Lipopolysaccharide adsorption on activated rice shell in intestine epithelial cell culture

 

Akimbekov N.Sh.

 

Al-Farabi Kazakh National University, Almaty city, The Republic of Kazakhstan nur_akimbek@yahoo.com

This study confirmed the toxic effect of lipopolysaccharide (LPS) on intestine epithelial cell (IEC-6) and adsorption of LPS on an activated material based on rice shell (ARS). The source of LPS in organism is gram negative intestine microflora. Previous works show that lipopolysaccharide exert influences on IEC-6 and its ability to migrate. Cell migration is a central process in the development and maintenance. Tissue formation during wound healing and immune responses all require the orchestrated movement of cells in particular directions towards specific locations. In the present work the effects of LPS on IEC-6 migration was studied in vitro by assessing the ability of confluent cells to reconstitute a scraped wound. The objective of this work is endotoxin removal by the sorption on the activated sorbent in IEC-6 culture.

ARS is one of the most complex nanostructured solids and multifaceted molecule because of its extremely high surface area and micropore volume. It’s bimodal and rarely trimodal pore size distribution provides good access for sorbate molecules into the interior. The structure of activated carbon is complex. It is basically composed of an amorphous structure and a graphite-like microcrystalline structure. Of the two, the graphitic structure is important for its capacity to provide "space" in terms of slit-shaped channels accommodating molecules. ARS is believed to be promising material that might show efficient and so far unknown LPS adsorption properties.

IEC-6 culture was used in the experiment. The culture between passages 5-13 was filled with the appropriate volume of PromoCell Growth Medium (2 ml/well) in cell culture vessels (Nunclon Surface) and placed in an incubator (37°C, 5% CO₂). The next day, IEC-6 cells were scraped with a cell scraper. At the same time LPS was added at the concentration of 2µg/ml to the first cell culture; LPS (2µg/ml) and ARS (5µg/ml) to the second; ARS (5µg/ml) alone was added to the third and the fourth untreated culture was used as a control. The cell cultures were placed under a microscope equipped with a camera. Differential interference contrast images were obtained every 300 min. Digital images from LPS, LPS-ARS and ARS treated IEC-6 cell cultures were obtained at t= 0; 6 and 12 h, revealing inhibited wound closure as a result of impaired migration for the former.
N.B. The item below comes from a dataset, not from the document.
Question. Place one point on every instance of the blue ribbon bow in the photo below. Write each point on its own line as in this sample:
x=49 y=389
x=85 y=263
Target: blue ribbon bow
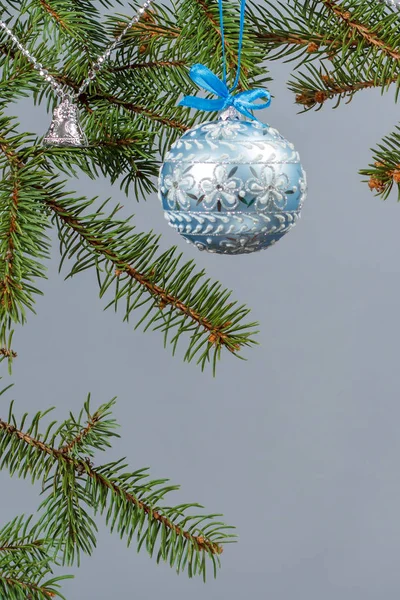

The experiments were repeated twice with triplicate samples.

In control cell cultures, the wound was completely closed by 12 h. The same was observed in cell cultures with ARS and LPS-ARS.

In contrast, LPS-treated cell cultures revealed a significant inhibition of migration rate and consistent inability to close the wound at any given time point. However, LPS had no effect on the cells viability. The results indicate that LPS significantly impairs IEC-6 migration in vitro.

The present work describes the adsorption process using ARS for the removal of LPS from medium with intestine epithelial cell cultures. It also shows that ARS does not have any adverse effect on IEC-6 migrating ability. These studies are very important for discovering new medicines for normalization of intestine microecology as well as for the treatment of intestine disorders.